A creamy and flavorful one-pot dish featuring succulent chicken and perfectly cooked rice, making it a convenient family meal.
Prep Time 10 minutes
Cook Time 30 minutes
Total Time 40 minutes
Servings: 4 servings
Course: Dinner, Main Course
Cuisine: American, Comfort Food
Calories: 450

Ingredients
  

Main Ingredients
  • 1 pound boneless, skinless chicken thighs or breasts Use thighs for more flavor.
  • 1 cup long-grain rice
  • 2 cups chicken broth Use low-sodium if preferred.
  • 1 large onion, diced
  • 2 cloves garlic, minced
  • 1 cup frozen peas and carrots Or fresh veggies of your choice.
  • 1 teaspoon dried thyme
  • 1 teaspoon paprika
  • to taste Salt and pepper
  • 2 tablespoons olive oil
  • for garnish Fresh parsley Optional.

Method
 

Preparation
  1. In a large pot, heat olive oil over medium-high heat.
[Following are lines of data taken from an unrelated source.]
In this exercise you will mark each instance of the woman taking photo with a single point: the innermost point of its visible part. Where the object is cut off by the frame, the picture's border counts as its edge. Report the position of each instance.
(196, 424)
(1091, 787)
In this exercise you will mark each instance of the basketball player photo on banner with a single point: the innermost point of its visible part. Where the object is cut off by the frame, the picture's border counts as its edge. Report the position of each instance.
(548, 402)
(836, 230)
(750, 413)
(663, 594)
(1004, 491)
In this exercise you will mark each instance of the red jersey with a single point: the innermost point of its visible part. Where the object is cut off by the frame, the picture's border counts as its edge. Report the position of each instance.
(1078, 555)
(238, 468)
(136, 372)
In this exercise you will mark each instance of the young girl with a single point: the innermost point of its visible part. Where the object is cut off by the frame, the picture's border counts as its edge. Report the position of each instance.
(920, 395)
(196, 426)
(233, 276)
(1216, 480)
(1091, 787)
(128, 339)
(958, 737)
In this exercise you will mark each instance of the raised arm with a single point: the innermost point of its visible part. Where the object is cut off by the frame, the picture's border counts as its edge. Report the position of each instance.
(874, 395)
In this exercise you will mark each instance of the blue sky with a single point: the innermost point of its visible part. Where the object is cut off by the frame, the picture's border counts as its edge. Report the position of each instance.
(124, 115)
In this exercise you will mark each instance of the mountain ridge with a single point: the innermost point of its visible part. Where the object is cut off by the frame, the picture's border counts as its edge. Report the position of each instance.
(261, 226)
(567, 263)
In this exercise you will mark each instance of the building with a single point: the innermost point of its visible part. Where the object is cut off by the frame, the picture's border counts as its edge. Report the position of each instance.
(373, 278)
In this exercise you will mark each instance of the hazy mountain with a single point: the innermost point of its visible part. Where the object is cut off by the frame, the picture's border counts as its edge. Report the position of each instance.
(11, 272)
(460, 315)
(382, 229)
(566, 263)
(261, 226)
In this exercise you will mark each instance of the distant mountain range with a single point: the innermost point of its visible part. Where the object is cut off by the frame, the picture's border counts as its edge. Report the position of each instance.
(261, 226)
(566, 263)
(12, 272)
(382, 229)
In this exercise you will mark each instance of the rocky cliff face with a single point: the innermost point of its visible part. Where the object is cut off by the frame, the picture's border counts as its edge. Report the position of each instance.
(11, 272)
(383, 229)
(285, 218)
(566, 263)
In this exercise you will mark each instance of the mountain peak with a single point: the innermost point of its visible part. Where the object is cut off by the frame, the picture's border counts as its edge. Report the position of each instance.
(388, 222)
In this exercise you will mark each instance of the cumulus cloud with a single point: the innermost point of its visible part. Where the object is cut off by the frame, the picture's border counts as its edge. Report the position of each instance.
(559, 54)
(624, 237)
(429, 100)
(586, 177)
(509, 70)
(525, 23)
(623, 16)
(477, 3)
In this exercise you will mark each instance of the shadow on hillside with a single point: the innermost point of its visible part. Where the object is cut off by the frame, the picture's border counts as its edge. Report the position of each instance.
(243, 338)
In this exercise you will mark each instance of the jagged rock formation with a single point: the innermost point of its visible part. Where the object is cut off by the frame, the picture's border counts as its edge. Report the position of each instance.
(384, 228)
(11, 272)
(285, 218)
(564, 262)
Season the chicken with salt, pepper, thyme, and paprika. Add the chicken to the pot and sauté until browned on both sides (about 5-7 minutes). Remove and set aside.
  2. In the same pot, add the diced onion and minced garlic. Sauté until the onion is translucent, about 3-4 minutes.
  3. Stir in the rice and cook for another minute, allowing it to absorb the flavors. Then, return the chicken to the pot.
  4. Pour in the chicken broth and add the peas and carrots. Bring the mixture to a boil.
  5. Once boiling, reduce the heat to low, cover the pot, and let it simmer for about 20-25 minutes, or until the rice is tender and the chicken is cooked through.
  6. Fluff the rice with a fork, add salt and pepper to taste, and garnish with fresh parsley if desired. Serve hot and enjoy!

Notes

Feel free to swap out the veggies based on your preferences or what you have on hand, such as zucchini or corn. Browning the chicken adds layers of flavor that truly elevate the dish. Leftovers can be stored in an airtight container for up to 3-4 days.